Une réforme sociale mais pas environnementale des aides couplées: Le plan met fin à des injustices historiques dans la répartition des aides au bétail, et propose une articulation théorique avec le soutien des prairies. Mais il les maintient à un niveau de 21,3% du 1er pilier. Ces aides ne permettent pas de répondre à l’enjeu de rentabiliser les prairies permanentes en favorisant les modes d’élevage plus extensifs, ni à atteindre l’objectif climatique. Ainsi, l’écorégime aux prairies va dans la bonne direction, mais n’est pas suffisamment incitatif pour encourager une transition de l’élevage vers plus d’autonomie et de résilience. 

Insuffisance des moyens pour l’agriculture biologique: L’augmentation annoncée de 7% des soutiens au bio sera juste bonne pour permettre aux agriculteurs de faire face à l’inflation actuelle. La prime dans les zones vulnérables et le nouvel appui aux petits maraîchers bio sont des réformes attendues. Malheureusement, ces mesures sont largement insuffisantes pour atteindre l’objectif de 30% d’agriculture biologique de la DPR. D’autres mesures complémentaires bien plus fortes, en matière de réduction de pesticides, et de stimulation de la demande, seront nécessaires pour protéger l’or bleu et accélérer le développement de la bio.

Monica Schuster, chargée des politiques alimentation et agriculture au WWF-Belgique: “La stratégie wallonne marque des petites avancées vers plus de durabilité, mais qui restent insuffisantes par rapport aux ambitions de transition du monde agricole dans le cadre plus global du Green Deal de l’UE”

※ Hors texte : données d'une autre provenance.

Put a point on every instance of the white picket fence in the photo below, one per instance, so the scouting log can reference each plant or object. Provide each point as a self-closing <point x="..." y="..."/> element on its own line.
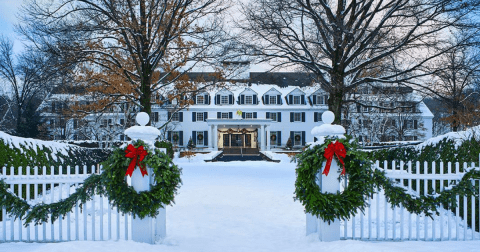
<point x="381" y="222"/>
<point x="95" y="220"/>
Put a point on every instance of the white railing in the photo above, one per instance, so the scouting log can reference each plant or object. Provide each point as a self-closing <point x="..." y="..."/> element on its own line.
<point x="95" y="220"/>
<point x="381" y="222"/>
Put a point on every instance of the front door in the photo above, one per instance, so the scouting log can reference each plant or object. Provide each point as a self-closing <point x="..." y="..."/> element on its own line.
<point x="226" y="140"/>
<point x="237" y="140"/>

Julie Van Damme chargée de mission Ruralité chez IEW: “En soutenant l’agriculture biologique uniquement au travers du 2ème pilier, le gouvernement cantonne la reconnaissance de cette forme d’agriculture à une pratique environnementale et non pas comme un modèle d’avenir durable pour les fermes wallonnes. C’est une grosse déception!

Emmanuelle Beguin, responsable agriculture chez Natagora: “La réforme marque des points en matière d’équité sociale et de reconnaissance des enjeux environnementaux. C’est une évolution positive, mais il en faudra beaucoup plus pour une transition vers une agriculture qui travaille avec et non contre la nature”.